Menurutnya, satgas pangan sudah bekerja maksimal untuk menangani kenaikan harga cabai tersebut. Mereka rutin melakukan pemantauan harga di pasar setiap harinya.
Sementara kehadiran Toko Tani Indonesia Center (TTIC) bisa membantu mengatasi permasalahan itu. Hanya saja, itu masih belum maksimal. Ia menilai cabai yang ada di TTIC tidak begitu banyak. Sementara kebutuhan untuk didistribusikan ke masyarakatsangat besar.
“Masih tidak sebanding hasil panen dengan permintaan cabai di pasar. Itu persoalannya,” sambungnya.
Pemerintah NTB melakukan berbagai upaya agar harga cabai tidak kembali naik. Termasuk bagaimana mendistribusikan cabai dari luar Lombok.
Cabai dari pulau Jawa didatangkan agar harga cabai bisa menjadi stabil. Hal tersebut terus diupayakan dengan intens. Hal ini mengingat pengaruhnya yang cukup besar bagi masyarakat Lombok. Khususnya pengusaha kuliner seperti restoran dan kafe.

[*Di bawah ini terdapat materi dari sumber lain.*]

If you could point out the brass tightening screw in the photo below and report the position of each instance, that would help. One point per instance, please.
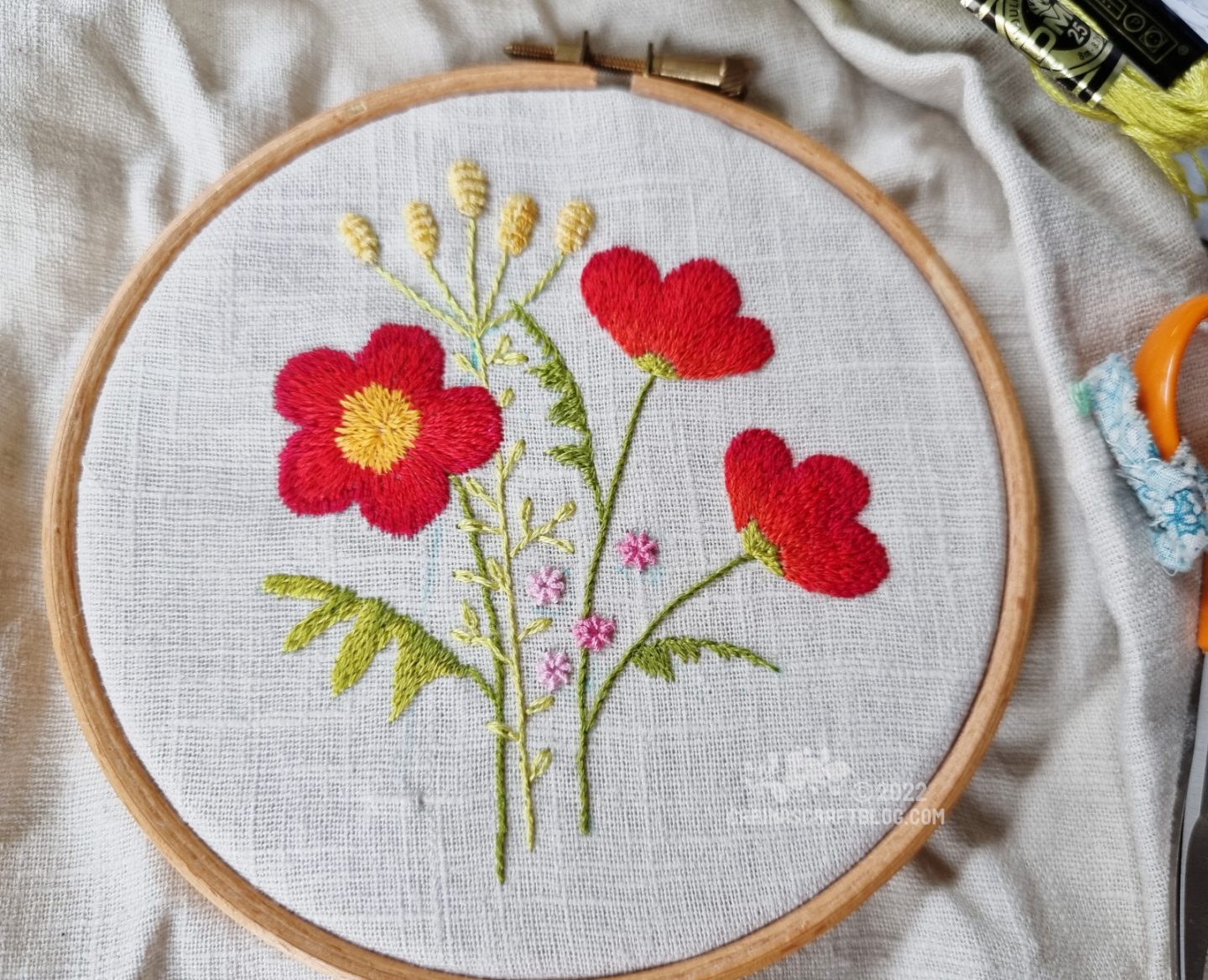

“Kita juga termasuk daerah pariwisata. Mahalnya harga cabai membuat usaha para restoran, kafe, dan warung stagnan,” terangnya
Kelangkaan dan mahalnya cabai juga diduga akibat pengiriman ke luar NTB oleh sejumlah distributor. Namun hal ini ditampik Ruslan.
Pengiriman tersebut terjadi pada saat hasil panen melimpah. Distributor lebih memilih mengirimkan keluar NTB dibandingkan cabai tersebut rusak. Berbeda dengan saat ini, hasil panen cabai lebih sedikit sehingga mengakibatkan harga cabai naik.
Dan diulangi penegasannya, kenaikan itu bukan karena ulah mafia.